Civil parish in North Yorkshire, England

Newby and Scalby is a civil parish in North Yorkshire, England. formed by the smaller southern area of Newby and the larger, northern, area of Scalby. From 1974 to 2023 it was in Scarborough district. It has the status of a town council.

==Geography==

The shape of the parish is a rectangle perpendicular to the coast, omitting the south-east corner which is the sea life centre and park of Scarborough, with a north-west rectangular projection most of which is closer to Burniston than Scalby. The village forms one large cluster in the mid-south of this area traversed by several small roads and passing through is a section of the relatively minor A171. Newby is south of the Scalby Beck (or Sea Cut) and is physically undivided from the rest of Scarborough. The coast here is cliffs topped by the Cleveland Way including Scalby Ness.

==Demography==
According to the 2011 UK census, Newby and Scalby parish had a population of 9,513. At the time of the last census the rate of home ownership (with or without a loan) was greater than the average in the district and the proportion of social housing was significantly lower in terms of housing stock. The population here had decreased by 2.4% from the 2001 UK census figure of 9,748.

2011 Published Statistics: Population, home ownership and extracts from Physical Environment, surveyed in 2005
| Output area | Homes owned outright | Owned with a loan | Socially rented | Privately rented | Shared ownership | Other | km^{2} green spaces | km^{2} roads | km^{2} water | km^{2} domestic gardens | km^{2} domestic buildings | km^{2} non-domestic buildings | Usual residents | km^{2} |
|---|---|---|---|---|---|---|---|---|---|---|---|---|---|---|
| Newby and Scalby | 2,182 | 1,277 | 306 | 321 | 45 | 64 | 10.45 | 0.50 | 0.48 | 1.67 | 0.38 | 0.06 | 9,513 | 13.29 |

==Amenities==
Scalby has the high street of the two settlements, commercial at street-level leading westward and upwards into the North York Moors National Park.

Scarborough RUFC, play and train immediately north of the built-up area.
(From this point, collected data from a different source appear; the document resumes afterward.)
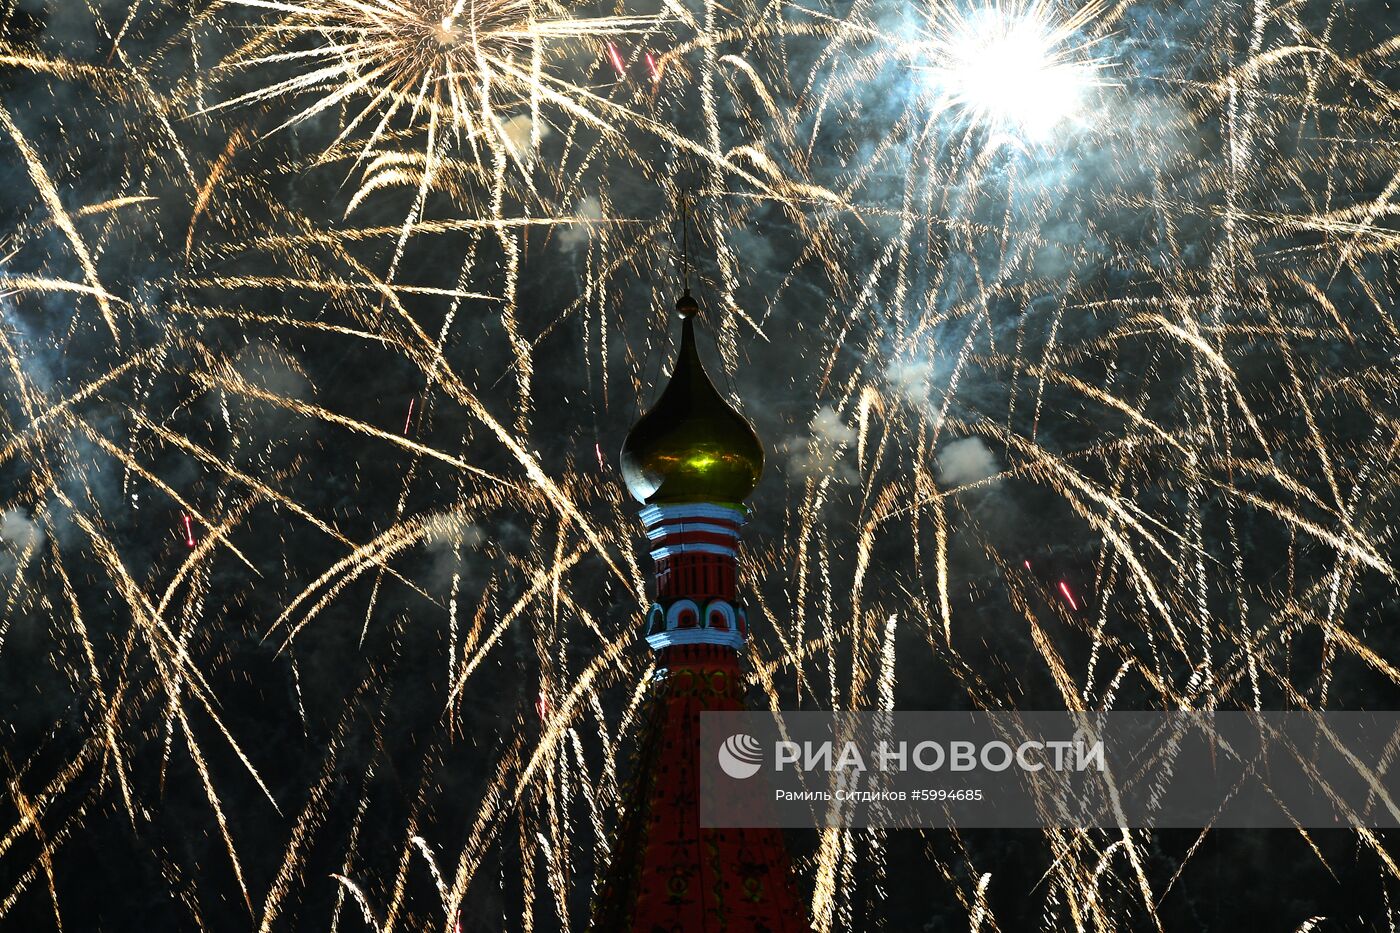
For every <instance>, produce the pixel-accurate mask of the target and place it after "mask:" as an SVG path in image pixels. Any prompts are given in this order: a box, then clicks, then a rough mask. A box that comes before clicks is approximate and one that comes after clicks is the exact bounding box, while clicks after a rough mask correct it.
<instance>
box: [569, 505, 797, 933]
mask: <svg viewBox="0 0 1400 933" xmlns="http://www.w3.org/2000/svg"><path fill="white" fill-rule="evenodd" d="M641 514H643V521H644V523H645V524H647V537H648V538H650V539H651V541H652V552H651V555H652V559H654V560H655V565H657V602H655V604H654V605H652V607H651V611H650V612H648V614H647V642H648V643H650V644H651V647H652V649H654V650H655V651H657V674H655V677H654V679H652V682H651V689H650V692H648V696H647V700H645V703H647V706H645V713H644V720H643V724H641V741H640V744H638V747H637V749H636V756H634V759H633V769H631V783H630V787H629V789H627V793H626V799H624V806H623V815H622V824H620V827H619V832H617V835H616V838H615V842H613V848H612V862H610V866H609V871H608V874H606V878H605V881H603V887H602V890H601V892H599V898H598V901H596V904H595V909H594V919H592V930H595V932H596V933H715V932H718V930H731V932H734V933H797V932H804V933H811V929H812V926H811V923H809V922H808V919H806V908H805V905H804V904H802V901H801V898H799V897H798V892H797V885H795V884H794V881H792V873H791V864H790V862H788V856H787V849H785V846H784V843H783V835H781V831H778V829H759V828H722V829H721V828H703V827H700V815H699V801H700V759H699V756H700V754H701V748H700V713H701V712H706V710H722V712H732V710H742V709H743V707H745V706H743V674H742V672H741V670H739V657H738V650H739V649H741V647H742V646H743V643H745V642H746V640H748V619H746V614H745V609H743V607H741V605H736V598H735V595H736V593H735V581H736V577H738V573H736V572H738V560H736V544H738V535H739V525H741V524H742V523H743V518H745V513H743V511H741V510H738V509H731V507H725V506H715V504H706V503H682V504H666V506H648V507H647V509H644V510H643V513H641ZM755 793H762V790H756V792H755Z"/></svg>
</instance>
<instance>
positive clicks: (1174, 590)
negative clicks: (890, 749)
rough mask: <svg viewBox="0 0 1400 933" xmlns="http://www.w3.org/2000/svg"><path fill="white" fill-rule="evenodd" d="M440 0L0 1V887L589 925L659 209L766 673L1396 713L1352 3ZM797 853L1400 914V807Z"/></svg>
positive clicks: (1196, 706) (645, 659) (1378, 90)
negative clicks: (688, 289)
mask: <svg viewBox="0 0 1400 933" xmlns="http://www.w3.org/2000/svg"><path fill="white" fill-rule="evenodd" d="M454 7H455V4H454V0H398V1H395V3H391V0H363V3H353V1H351V0H279V1H276V3H273V1H267V3H263V1H262V0H228V1H225V3H214V1H209V0H134V1H118V0H49V1H48V3H45V1H41V0H0V174H3V175H0V181H3V184H0V776H3V779H4V780H3V786H0V929H3V930H6V932H8V930H11V929H13V930H20V932H24V933H28V932H29V930H35V932H39V930H59V929H67V930H74V929H81V930H90V932H125V930H210V932H223V930H297V932H307V930H344V932H347V933H349V932H354V930H365V929H377V930H381V932H382V933H388V932H389V930H444V933H449V932H451V930H452V929H454V927H455V925H456V923H459V925H461V930H463V932H466V933H475V932H486V930H511V932H515V930H582V929H585V926H587V918H588V909H589V901H591V897H592V891H594V885H595V883H596V878H598V873H599V870H601V866H602V863H603V860H605V852H606V841H608V836H609V832H610V828H612V827H613V825H615V822H616V813H617V806H619V800H617V797H619V785H620V782H624V780H626V777H627V775H629V768H630V763H629V755H627V752H629V749H630V748H631V745H633V742H634V738H636V731H637V726H638V716H637V703H638V699H640V692H638V684H640V682H641V678H643V677H644V675H645V674H647V672H648V664H650V651H648V650H647V647H645V644H644V642H641V637H640V626H641V618H643V616H641V614H643V609H644V607H645V604H647V602H648V601H650V600H648V597H647V595H645V587H647V583H648V577H647V574H648V572H650V560H648V558H647V549H645V538H644V537H643V534H641V525H640V521H638V520H637V517H636V511H637V503H634V502H631V500H630V499H629V497H627V493H626V490H624V488H623V485H622V479H620V475H619V471H617V450H619V447H620V445H622V440H623V437H624V436H626V433H627V429H629V427H630V426H631V423H633V422H634V420H636V419H637V417H638V416H640V415H641V412H643V410H645V408H647V405H650V403H651V402H652V401H654V399H655V396H657V394H658V392H659V388H661V385H662V384H664V381H665V374H666V373H668V371H669V366H671V360H672V359H673V350H675V343H673V342H675V339H676V336H678V333H679V324H678V321H676V319H675V315H673V314H672V311H671V308H672V304H673V301H675V298H676V296H678V294H679V291H680V287H682V276H683V269H682V263H680V240H682V237H680V231H682V223H680V210H679V205H680V203H682V199H687V200H689V203H690V205H692V207H690V210H689V214H690V233H689V265H690V282H692V289H693V291H694V294H696V297H697V300H699V301H700V304H701V307H703V317H701V318H700V331H701V336H700V352H701V356H703V359H704V361H706V366H707V367H708V371H710V374H711V377H713V380H714V382H715V384H717V385H718V387H720V389H721V391H722V392H724V394H725V395H728V396H729V398H731V399H732V401H734V402H735V405H736V406H738V408H741V409H742V412H743V413H745V416H746V417H748V419H749V420H750V422H752V423H753V424H755V427H756V430H757V433H759V436H760V437H762V438H763V443H764V448H766V454H767V466H766V472H764V476H763V481H762V483H760V485H759V488H757V490H756V492H755V495H753V497H752V502H750V504H752V507H753V513H755V514H753V520H752V521H750V524H749V525H748V528H746V530H745V553H743V556H742V560H743V565H745V580H743V586H742V588H743V593H745V595H746V598H748V601H749V604H750V612H749V615H750V621H752V628H753V640H752V643H750V647H749V651H748V661H746V664H748V665H749V671H750V688H749V703H750V706H753V707H757V709H767V707H773V709H804V710H820V709H876V707H879V706H881V703H885V702H889V699H890V698H892V699H893V706H895V707H896V709H1064V707H1067V706H1079V705H1082V706H1085V707H1089V709H1105V710H1116V709H1124V710H1128V709H1131V710H1138V709H1142V710H1151V709H1366V710H1385V709H1400V706H1397V703H1400V671H1397V668H1400V633H1397V632H1396V623H1397V622H1400V593H1397V572H1396V565H1397V555H1400V548H1397V546H1396V524H1394V514H1396V510H1397V506H1400V496H1397V492H1400V466H1397V464H1400V367H1397V359H1400V312H1397V307H1400V305H1397V291H1400V224H1397V219H1400V175H1397V174H1396V172H1397V165H1400V36H1397V27H1400V11H1397V10H1396V8H1394V7H1393V6H1392V4H1390V3H1387V1H1382V0H1355V1H1352V3H1340V1H1337V0H1333V1H1327V0H1299V1H1294V3H1282V1H1277V0H1268V1H1266V0H1254V1H1247V3H1239V1H1233V0H1232V1H1229V3H1205V1H1203V0H1189V1H1186V3H1163V1H1158V0H1151V1H1147V0H1124V3H1120V4H1096V3H1091V4H1088V6H1081V4H1075V3H1072V1H1070V0H1067V1H1065V3H1050V1H1043V3H1028V1H1023V0H1002V1H1001V3H1000V4H990V3H988V4H981V3H977V1H972V3H951V4H945V6H924V4H923V3H914V4H906V3H897V1H886V0H878V1H875V3H864V1H862V3H846V1H827V0H812V1H811V3H798V1H780V3H767V1H766V0H762V1H752V3H750V1H749V0H743V1H741V3H731V4H718V3H708V1H706V0H666V1H665V3H661V1H659V0H655V1H654V0H638V1H637V3H620V4H619V6H616V7H609V6H603V4H567V6H564V4H543V3H531V1H529V0H479V1H477V3H476V4H463V8H462V10H455V8H454ZM788 845H790V849H791V852H792V853H794V860H795V869H797V874H798V881H799V887H801V888H802V891H804V895H805V897H809V898H811V897H812V892H813V890H815V888H816V885H818V881H819V878H820V877H822V873H823V871H829V867H827V866H829V864H830V863H832V859H833V857H834V859H836V862H837V864H839V869H837V873H839V877H840V878H841V881H840V887H839V894H837V895H836V898H834V901H830V902H826V901H823V902H822V912H819V915H818V916H816V918H815V920H816V923H818V927H819V929H822V930H854V932H867V930H892V932H896V933H903V932H906V930H909V932H923V930H930V932H939V933H942V932H952V930H967V929H969V927H976V926H977V925H979V923H980V929H981V930H1002V932H1007V933H1016V932H1022V930H1077V929H1093V930H1127V932H1142V930H1170V932H1177V930H1281V932H1289V933H1291V932H1294V930H1319V932H1326V930H1392V929H1394V919H1393V916H1394V913H1393V911H1394V908H1393V906H1392V902H1393V901H1394V899H1396V898H1397V895H1400V869H1396V864H1397V863H1400V853H1396V852H1394V850H1392V848H1390V846H1393V845H1394V836H1393V834H1386V832H1375V834H1358V832H1344V831H1323V832H1306V834H1305V832H1299V831H1267V832H1266V831H1252V832H1243V831H1212V832H1196V831H1180V829H1177V831H1162V832H1148V831H1134V832H1131V834H1123V832H1110V831H1085V832H1042V831H1016V832H993V831H963V832H949V831H899V832H853V834H850V835H847V836H839V835H833V836H830V838H827V839H825V841H823V838H822V836H819V835H818V834H816V832H815V831H806V832H792V834H790V836H788ZM1130 850H1131V856H1130ZM833 853H834V855H833ZM1144 890H1149V891H1151V898H1148V897H1145V895H1144Z"/></svg>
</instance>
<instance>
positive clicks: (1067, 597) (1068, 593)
mask: <svg viewBox="0 0 1400 933" xmlns="http://www.w3.org/2000/svg"><path fill="white" fill-rule="evenodd" d="M1060 593H1061V594H1064V601H1065V602H1068V604H1070V608H1071V609H1078V608H1079V604H1078V602H1075V601H1074V594H1072V593H1070V584H1068V583H1065V581H1064V580H1061V581H1060Z"/></svg>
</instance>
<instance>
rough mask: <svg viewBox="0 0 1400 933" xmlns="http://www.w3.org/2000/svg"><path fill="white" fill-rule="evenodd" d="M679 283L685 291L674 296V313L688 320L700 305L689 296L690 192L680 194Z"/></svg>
mask: <svg viewBox="0 0 1400 933" xmlns="http://www.w3.org/2000/svg"><path fill="white" fill-rule="evenodd" d="M679 202H680V284H682V286H683V287H685V291H682V293H680V297H679V298H676V314H679V315H680V318H682V319H685V321H689V319H690V318H693V317H694V315H696V314H697V312H699V311H700V305H699V304H697V303H696V300H694V298H692V297H690V193H689V192H686V193H683V195H680V198H679Z"/></svg>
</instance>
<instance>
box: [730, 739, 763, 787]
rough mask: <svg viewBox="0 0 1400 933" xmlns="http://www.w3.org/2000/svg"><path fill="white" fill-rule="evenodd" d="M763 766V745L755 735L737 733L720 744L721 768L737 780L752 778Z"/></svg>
mask: <svg viewBox="0 0 1400 933" xmlns="http://www.w3.org/2000/svg"><path fill="white" fill-rule="evenodd" d="M762 766H763V747H762V745H759V740H757V738H755V737H753V735H748V734H745V733H735V734H734V735H729V737H728V738H727V740H724V744H722V745H720V769H721V770H722V772H724V773H727V775H729V776H731V777H734V779H735V780H745V779H748V777H752V776H753V775H756V773H759V768H762Z"/></svg>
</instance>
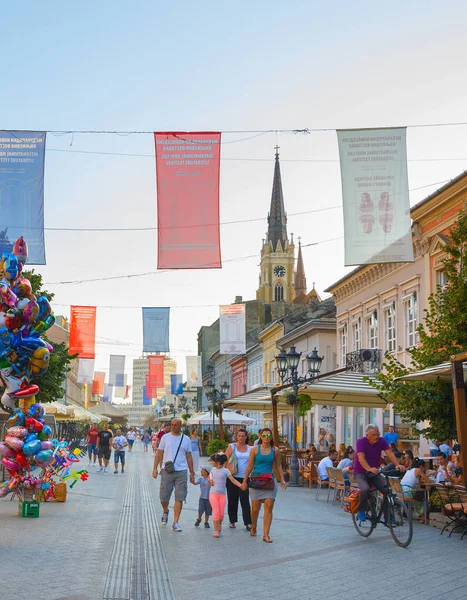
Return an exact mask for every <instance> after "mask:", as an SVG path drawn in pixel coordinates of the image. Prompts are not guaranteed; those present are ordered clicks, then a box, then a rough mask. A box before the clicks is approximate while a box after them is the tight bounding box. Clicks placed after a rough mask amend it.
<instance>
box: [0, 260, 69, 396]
mask: <svg viewBox="0 0 467 600" xmlns="http://www.w3.org/2000/svg"><path fill="white" fill-rule="evenodd" d="M21 276H22V277H24V278H26V279H29V281H30V282H31V286H32V293H33V294H34V295H35V296H36V298H38V297H39V296H46V298H47V299H48V300H49V301H51V300H52V299H53V297H54V295H53V294H51V293H50V292H48V291H47V290H43V289H42V275H40V274H39V273H36V272H35V271H34V269H31V270H30V271H23V272H22V274H21ZM43 338H44V339H46V340H47V342H48V343H49V344H50V345H51V346H52V347H53V352H52V353H51V354H50V362H49V368H48V369H47V371H46V372H45V373H44V375H41V376H40V377H36V378H32V379H31V381H32V382H33V383H36V384H37V385H38V386H39V388H40V392H39V394H38V395H37V400H38V401H39V402H42V403H47V402H53V401H55V400H60V399H61V398H63V396H64V394H65V382H66V377H67V374H68V371H69V370H70V363H71V361H72V360H73V359H75V358H77V357H78V355H77V354H74V355H70V354H68V347H67V345H66V344H65V343H62V344H55V343H54V342H51V341H50V340H48V339H47V336H46V335H44V336H43ZM2 393H3V389H2Z"/></svg>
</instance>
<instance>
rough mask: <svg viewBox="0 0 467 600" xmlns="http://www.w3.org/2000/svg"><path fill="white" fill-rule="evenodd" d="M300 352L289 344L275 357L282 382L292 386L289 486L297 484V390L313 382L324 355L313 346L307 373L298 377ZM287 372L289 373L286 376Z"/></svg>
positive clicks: (297, 408)
mask: <svg viewBox="0 0 467 600" xmlns="http://www.w3.org/2000/svg"><path fill="white" fill-rule="evenodd" d="M301 356H302V353H301V352H297V351H296V349H295V346H291V347H290V350H289V351H288V352H287V353H286V352H285V350H284V349H283V348H282V349H281V351H280V352H279V354H278V355H277V356H276V357H275V358H276V364H277V370H278V372H279V376H280V378H281V381H282V384H285V383H290V384H292V388H293V395H292V397H291V399H290V400H289V403H290V404H291V405H292V406H293V425H292V429H293V440H292V463H291V465H290V483H289V485H291V486H295V487H296V486H298V458H297V449H298V444H297V424H298V416H299V415H298V411H299V407H300V402H299V400H298V390H299V387H300V385H301V384H303V383H307V382H313V381H314V380H315V379H316V378H317V377H318V375H319V372H320V370H321V363H322V362H323V358H324V356H319V355H318V350H317V349H316V348H315V349H314V350H313V351H312V353H311V354H308V355H307V356H306V362H307V375H306V376H305V377H300V376H299V375H298V365H299V364H300V358H301ZM287 372H289V375H288V376H287Z"/></svg>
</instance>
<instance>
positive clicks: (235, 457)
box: [227, 444, 238, 475]
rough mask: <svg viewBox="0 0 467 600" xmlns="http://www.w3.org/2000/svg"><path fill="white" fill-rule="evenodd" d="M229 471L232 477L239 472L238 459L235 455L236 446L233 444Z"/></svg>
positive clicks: (229, 462)
mask: <svg viewBox="0 0 467 600" xmlns="http://www.w3.org/2000/svg"><path fill="white" fill-rule="evenodd" d="M227 469H229V471H230V474H231V475H235V473H237V472H238V459H237V455H236V454H235V444H232V454H231V455H230V458H229V460H228V461H227Z"/></svg>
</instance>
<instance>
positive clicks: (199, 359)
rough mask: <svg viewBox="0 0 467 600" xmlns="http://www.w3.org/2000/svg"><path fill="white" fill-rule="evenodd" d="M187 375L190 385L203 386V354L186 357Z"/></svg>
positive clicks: (186, 371)
mask: <svg viewBox="0 0 467 600" xmlns="http://www.w3.org/2000/svg"><path fill="white" fill-rule="evenodd" d="M186 376H187V386H188V387H202V385H203V382H202V377H201V356H187V357H186Z"/></svg>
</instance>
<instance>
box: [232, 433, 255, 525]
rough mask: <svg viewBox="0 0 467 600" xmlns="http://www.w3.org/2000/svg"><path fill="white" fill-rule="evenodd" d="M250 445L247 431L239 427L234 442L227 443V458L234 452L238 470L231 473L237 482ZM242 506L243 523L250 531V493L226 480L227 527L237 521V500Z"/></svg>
mask: <svg viewBox="0 0 467 600" xmlns="http://www.w3.org/2000/svg"><path fill="white" fill-rule="evenodd" d="M251 449H252V448H251V446H249V445H248V432H247V430H246V429H239V430H238V432H237V441H236V443H235V444H229V447H228V448H227V450H226V451H225V454H226V456H227V459H229V458H230V457H231V456H232V452H234V453H235V456H236V458H237V462H238V470H237V472H236V473H234V474H233V476H234V479H236V480H237V481H238V482H240V483H241V482H242V481H243V476H244V475H245V469H246V466H247V464H248V459H249V458H250V452H251ZM239 500H240V504H241V506H242V515H243V523H244V525H245V527H246V528H247V530H248V531H251V512H250V494H249V491H248V489H246V490H245V491H243V490H242V489H240V488H238V487H237V486H235V485H234V484H233V483H232V482H230V481H227V510H228V513H229V521H230V525H229V527H230V528H231V529H235V527H236V523H237V521H238V501H239Z"/></svg>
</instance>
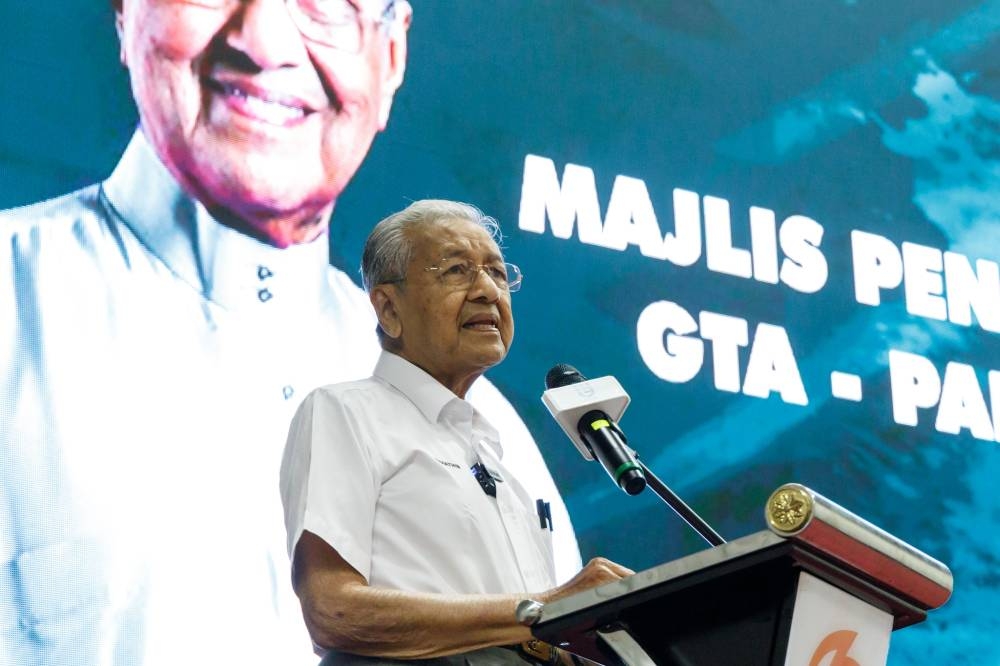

A separate ground in Scarborough itself is the ground of Scarborough Pirates ARLFC.

Scalby Cricket Club and Scalby Football Club share a ground on Carr Lane.

St Laurence's Church, Scalby was built in the 13th century and is a grade II* listed building, the middle category of listing. St Joseph's Church, Newby is the local Catholic church.

Newby and Scalby Primary School is the main amenity named after both villages or suburbs. Scalby School is local secondary school in the parish.

Newby and Scalby Library and Information Centre is run by volunteers after being threatened with closure. It is a registered charity, and operates in partnership with North Yorkshire County Council. In 2026 it was chosen by the Poet Laureatue Simon Armitage as a venue for his annual library tour, which in 2026 visited libraries in places with initials N-P.